Cymbeline (Debba Rofheart) is the King of Britain during the reign of Augustus Caesar, whose heir and daughter Imogen (Cameron Kauffman) has married against his will Posthumous (Will Block), a lowborn orphan raised by the King.  Part of the King's rage is spurned on by his Queen (Thomas Bigley) who hopes to make sure her own son, Cloten (Jesse James Thomas) ends up on the throne.

Perhaps you've noticed one of the more fun aspects of the show, namely that casting has been pretty much gender-blind.  The King, played by a woman, has as his wife a man.

What follows in terms of plot is a bet made between the exiled Posthumous and a knavis Italian knight (which didn't exist in this period, but never mind...Shakespeare was a dramatist not an historian) named Iachimo (Jono Eiland) over far Imogen's chastity.  The knave makes for Britain, meets the lady, and quickly realizes he has lost the bet.  So he cheats and fakes "proof" of the lady's infidelity.  Posthumous, a good guy but like many a young man in Shakespeare also a total fool, believes this and orders his servant Pisanio (Alexandra Wright) to murder Imogen--an act the servant refuses but pretends to commit.
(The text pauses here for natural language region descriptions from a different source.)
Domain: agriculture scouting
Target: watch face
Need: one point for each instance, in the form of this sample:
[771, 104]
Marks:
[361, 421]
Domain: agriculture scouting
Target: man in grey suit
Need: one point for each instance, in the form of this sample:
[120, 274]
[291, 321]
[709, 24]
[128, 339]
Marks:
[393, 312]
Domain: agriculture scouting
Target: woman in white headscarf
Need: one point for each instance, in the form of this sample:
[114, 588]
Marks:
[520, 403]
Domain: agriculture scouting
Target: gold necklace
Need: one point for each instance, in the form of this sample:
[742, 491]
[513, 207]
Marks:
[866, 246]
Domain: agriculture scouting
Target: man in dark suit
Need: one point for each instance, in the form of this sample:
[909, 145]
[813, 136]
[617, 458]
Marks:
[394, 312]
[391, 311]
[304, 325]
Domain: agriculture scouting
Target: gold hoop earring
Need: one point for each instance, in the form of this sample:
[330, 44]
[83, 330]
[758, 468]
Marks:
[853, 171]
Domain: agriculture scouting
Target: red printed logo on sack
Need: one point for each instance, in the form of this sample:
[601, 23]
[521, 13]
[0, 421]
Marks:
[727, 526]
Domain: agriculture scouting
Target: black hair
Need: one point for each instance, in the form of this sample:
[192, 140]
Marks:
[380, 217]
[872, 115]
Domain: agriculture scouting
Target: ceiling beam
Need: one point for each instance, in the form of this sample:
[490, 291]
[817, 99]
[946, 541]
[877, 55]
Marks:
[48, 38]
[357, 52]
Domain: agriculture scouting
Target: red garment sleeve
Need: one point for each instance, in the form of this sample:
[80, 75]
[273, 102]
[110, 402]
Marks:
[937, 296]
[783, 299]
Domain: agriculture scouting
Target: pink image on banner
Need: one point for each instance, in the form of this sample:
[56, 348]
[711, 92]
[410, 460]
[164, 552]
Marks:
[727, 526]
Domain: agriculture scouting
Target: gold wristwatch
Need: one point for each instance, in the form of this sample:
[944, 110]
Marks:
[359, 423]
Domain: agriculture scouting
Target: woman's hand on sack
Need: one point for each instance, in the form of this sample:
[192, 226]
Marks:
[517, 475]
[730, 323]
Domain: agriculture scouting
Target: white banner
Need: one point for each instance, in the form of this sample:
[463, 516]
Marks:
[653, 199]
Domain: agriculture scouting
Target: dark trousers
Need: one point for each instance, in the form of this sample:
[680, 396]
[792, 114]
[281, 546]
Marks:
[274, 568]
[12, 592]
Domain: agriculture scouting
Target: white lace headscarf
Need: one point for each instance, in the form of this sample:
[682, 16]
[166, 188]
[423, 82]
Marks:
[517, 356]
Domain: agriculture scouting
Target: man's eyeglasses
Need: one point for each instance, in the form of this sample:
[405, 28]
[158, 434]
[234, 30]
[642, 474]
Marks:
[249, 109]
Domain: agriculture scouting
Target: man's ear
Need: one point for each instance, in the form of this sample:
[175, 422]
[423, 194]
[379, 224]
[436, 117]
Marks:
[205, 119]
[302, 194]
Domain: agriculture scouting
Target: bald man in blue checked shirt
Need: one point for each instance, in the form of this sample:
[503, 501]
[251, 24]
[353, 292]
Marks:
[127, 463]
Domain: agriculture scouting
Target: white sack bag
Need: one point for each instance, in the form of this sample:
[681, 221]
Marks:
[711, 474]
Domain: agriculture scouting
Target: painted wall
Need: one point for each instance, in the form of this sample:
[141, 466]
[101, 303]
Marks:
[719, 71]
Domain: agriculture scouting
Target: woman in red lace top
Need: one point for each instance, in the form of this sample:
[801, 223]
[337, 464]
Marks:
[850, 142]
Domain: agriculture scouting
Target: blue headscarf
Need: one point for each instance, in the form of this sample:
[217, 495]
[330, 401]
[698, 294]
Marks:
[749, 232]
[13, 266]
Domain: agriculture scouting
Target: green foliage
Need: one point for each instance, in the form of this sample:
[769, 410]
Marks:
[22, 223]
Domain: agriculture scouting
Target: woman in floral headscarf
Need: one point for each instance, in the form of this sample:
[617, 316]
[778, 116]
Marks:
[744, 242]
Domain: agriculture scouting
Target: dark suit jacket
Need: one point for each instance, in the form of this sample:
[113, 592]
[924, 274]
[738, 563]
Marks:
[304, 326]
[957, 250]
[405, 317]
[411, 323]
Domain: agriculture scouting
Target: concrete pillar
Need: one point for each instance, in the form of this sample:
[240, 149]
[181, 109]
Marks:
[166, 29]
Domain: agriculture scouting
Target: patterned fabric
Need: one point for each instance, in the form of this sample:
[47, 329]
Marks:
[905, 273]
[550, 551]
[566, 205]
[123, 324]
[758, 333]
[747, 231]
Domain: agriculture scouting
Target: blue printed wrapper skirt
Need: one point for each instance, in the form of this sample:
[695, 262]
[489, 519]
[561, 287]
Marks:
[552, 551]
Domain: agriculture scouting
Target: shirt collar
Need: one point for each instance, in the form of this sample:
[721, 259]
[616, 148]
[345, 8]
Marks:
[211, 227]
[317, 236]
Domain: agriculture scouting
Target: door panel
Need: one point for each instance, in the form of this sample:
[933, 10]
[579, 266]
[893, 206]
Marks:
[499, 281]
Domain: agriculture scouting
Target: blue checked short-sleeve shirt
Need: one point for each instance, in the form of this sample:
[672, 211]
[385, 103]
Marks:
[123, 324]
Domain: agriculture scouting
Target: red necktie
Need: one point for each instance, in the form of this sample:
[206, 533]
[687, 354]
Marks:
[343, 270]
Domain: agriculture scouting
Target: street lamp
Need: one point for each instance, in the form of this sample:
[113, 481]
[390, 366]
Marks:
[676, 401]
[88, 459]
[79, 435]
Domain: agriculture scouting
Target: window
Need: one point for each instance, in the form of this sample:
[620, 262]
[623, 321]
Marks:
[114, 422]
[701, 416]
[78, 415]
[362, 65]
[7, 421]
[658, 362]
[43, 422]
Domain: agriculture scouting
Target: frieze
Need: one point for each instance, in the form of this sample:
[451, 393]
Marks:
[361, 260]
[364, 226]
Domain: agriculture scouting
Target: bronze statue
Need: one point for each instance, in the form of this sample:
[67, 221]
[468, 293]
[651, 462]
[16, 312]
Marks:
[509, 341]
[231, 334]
Rather than even try to describe the cascading events that follow, let me praise the production which makes this whole plot not only flow but entertain!  In fact Charles Pasternak's direction does much to help us follow events, which frankly get more and more complicated.  For example, eventually we meet a soldier (Dawn Alden) and his two adopted sons Guiderius (Cindy Nguyen) and Arviragus (Sydney Rose Walker) who turn out to be Imogen's long-lost older brothers!  All this should be too much, but proves nothing of the kind!  In fact as fun as the plot does prove, what really carries it on remains the characters, many of whom seem variations from other works.  Imogen seems a genuinely strong Desdemona with a lot of Cordelia, just as Cloten comes across as a vain, talentless version of Iago.  The biggest villain in may ways presents an image of a young Sir Toby Belch, one who discovers and repents the price of his roguish ways.  What is Posthumous but Claudio reborn?  All brought to vivid life by a first rate cast!

Cymbeline plays Fridays and Saturdays at 8pm, Sundays at 2pm until October 14, 2018 at the Whitmore-Lindley Theatre Center, 11006 Magnolia (east of Lankershim Blvd), North Hollywood CA 91601.